Bonus Category 1: Best Film You've Never Seen
I can't resist putting in a quick plug for a Czech film called Roming which, to the best of my knowledge, was never released in the United States, and which I only got to see because I happened to catch it at the Philadelphia Film Festival. It's a light-hearted and charming film, part road-trip, part magic realist fable, that combines a gypsy's love for old-fashioned story-telling with a good-humored eye for human silliness, to produce something that seems like a light-weight Kusturica. Not, by any means, a great film, but a very good one, and one that deserves to be seen by more people.
Bonus Category 2: Great Performances
I also wanted to point to a couple of truly stand-out performances in films that didn't quite make it to this list. I've already mentioned Kristin Scott Thomas's work in Il y a longtemps que je t'amie. I also thought Melissa Leo was wonderful in Frozen River, a film that narrowly missed making it to my top 10. And then there was Heath Ledger's performance in The Dark Knight, which I've blogged about before.

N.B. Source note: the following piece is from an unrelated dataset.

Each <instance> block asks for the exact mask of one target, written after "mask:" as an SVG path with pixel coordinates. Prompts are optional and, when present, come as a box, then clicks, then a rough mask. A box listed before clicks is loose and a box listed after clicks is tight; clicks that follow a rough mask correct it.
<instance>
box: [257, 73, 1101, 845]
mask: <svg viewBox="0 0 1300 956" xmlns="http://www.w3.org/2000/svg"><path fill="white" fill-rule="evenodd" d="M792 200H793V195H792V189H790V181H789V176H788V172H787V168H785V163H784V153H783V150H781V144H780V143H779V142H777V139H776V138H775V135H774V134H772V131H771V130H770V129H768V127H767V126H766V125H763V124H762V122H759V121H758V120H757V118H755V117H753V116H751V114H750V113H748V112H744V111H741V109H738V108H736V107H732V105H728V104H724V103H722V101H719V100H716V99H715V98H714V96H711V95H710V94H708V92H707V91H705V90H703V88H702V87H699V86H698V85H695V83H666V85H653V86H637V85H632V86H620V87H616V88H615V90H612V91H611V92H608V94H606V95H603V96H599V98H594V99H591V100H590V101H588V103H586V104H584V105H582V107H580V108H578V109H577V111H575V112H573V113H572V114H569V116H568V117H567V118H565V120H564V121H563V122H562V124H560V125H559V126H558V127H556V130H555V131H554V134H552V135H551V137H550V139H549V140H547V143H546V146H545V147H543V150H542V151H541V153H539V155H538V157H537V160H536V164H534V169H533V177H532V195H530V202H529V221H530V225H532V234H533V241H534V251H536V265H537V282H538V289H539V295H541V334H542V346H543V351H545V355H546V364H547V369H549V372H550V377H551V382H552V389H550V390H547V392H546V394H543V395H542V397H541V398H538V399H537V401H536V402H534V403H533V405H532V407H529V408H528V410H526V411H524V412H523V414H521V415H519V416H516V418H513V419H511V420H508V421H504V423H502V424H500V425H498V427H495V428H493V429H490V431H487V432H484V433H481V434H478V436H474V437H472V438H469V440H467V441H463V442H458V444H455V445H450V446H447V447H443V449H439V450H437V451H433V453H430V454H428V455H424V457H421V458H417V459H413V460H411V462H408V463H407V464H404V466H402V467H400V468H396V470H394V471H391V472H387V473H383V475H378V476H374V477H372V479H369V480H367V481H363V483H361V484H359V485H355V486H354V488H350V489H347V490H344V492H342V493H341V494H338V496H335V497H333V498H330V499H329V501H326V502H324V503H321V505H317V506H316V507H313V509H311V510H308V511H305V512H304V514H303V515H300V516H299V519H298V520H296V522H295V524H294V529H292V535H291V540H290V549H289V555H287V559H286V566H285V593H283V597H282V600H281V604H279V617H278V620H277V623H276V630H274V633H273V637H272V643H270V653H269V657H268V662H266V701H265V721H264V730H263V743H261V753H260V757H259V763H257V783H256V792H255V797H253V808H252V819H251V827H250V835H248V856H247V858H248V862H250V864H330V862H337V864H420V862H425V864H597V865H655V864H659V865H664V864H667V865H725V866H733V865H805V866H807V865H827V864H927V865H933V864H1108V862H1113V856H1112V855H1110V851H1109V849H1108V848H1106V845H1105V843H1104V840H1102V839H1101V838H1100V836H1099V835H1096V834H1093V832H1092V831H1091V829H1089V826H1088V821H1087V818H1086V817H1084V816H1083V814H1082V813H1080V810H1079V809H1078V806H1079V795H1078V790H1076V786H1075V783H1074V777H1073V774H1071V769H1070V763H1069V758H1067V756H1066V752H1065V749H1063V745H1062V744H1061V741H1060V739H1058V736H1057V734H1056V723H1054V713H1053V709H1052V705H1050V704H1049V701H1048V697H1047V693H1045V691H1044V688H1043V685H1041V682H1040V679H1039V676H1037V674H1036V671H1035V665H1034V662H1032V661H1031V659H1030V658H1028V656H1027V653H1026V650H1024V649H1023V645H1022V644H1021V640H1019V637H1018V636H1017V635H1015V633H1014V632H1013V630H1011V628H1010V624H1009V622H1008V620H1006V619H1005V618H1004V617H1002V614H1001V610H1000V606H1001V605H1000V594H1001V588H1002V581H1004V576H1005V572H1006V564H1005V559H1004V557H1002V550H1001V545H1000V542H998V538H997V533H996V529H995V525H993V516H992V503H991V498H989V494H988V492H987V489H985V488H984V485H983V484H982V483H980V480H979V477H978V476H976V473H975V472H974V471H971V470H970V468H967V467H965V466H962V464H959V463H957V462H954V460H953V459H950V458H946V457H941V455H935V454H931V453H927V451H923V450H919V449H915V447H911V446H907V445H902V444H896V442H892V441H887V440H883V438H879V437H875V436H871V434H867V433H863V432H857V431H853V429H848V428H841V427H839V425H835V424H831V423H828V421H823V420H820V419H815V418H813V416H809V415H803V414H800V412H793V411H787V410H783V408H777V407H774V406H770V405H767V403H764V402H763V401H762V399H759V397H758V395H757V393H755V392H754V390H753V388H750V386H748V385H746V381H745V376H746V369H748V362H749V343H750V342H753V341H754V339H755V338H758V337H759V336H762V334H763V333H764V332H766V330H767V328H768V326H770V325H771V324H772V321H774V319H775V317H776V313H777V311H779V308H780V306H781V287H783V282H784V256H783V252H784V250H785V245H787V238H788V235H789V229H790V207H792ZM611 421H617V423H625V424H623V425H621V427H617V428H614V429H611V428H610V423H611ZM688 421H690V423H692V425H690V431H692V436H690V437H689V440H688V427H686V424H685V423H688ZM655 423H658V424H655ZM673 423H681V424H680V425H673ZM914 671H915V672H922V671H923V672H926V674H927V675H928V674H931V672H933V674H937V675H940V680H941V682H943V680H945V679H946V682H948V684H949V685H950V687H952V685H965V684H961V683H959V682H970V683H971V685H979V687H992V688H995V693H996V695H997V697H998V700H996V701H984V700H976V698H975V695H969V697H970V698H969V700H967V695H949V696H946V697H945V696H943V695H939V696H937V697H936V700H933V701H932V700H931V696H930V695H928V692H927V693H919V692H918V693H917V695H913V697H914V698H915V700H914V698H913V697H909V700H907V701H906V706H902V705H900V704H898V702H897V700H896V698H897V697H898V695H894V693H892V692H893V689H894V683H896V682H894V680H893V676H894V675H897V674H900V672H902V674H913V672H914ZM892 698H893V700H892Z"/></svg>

Bonus Category 3: Most Unduly Praised Film of the Year
Finally, I can't help record my bewilderment over all the praise being showered on Rachel Getting Married. Okay, so Anne Hathaway's performance was better than you would expect from someone whose previous credits are limited to things like The Princess Diaries and The Devil Wears Prada. But that aside, the whole damn film was about thirty-five minutes of mediocre psychploitation drama padded out with an additional hour and a half of footage from some new age shaadi ka video. I can't remember when I've been more bored. Seriously, if you ever feel the temptation to go see this film, take my advice and go watch you're cousin's home movies of his wedding reception instead. Not only will you save the price of the ticket and make your cousin happy, you'll probably have more fun.
P.S. Happy New Year! 
 I'd say 'best' but there are too many good / promising movies that came out this year that I never managed to see - notable misses include Waltz with Bashir, The Edge of Heaven, Vicky Christina Barcelona and The Class
 At least some of these movies were made (and released) in 2007, but they only made it to local cinemas this year.
 It is, of course, fairly unlikely that the New Year will, in fact, be happy; or at least noticeably happier than any year in recent memory. Still, isn't it beautiful to think so.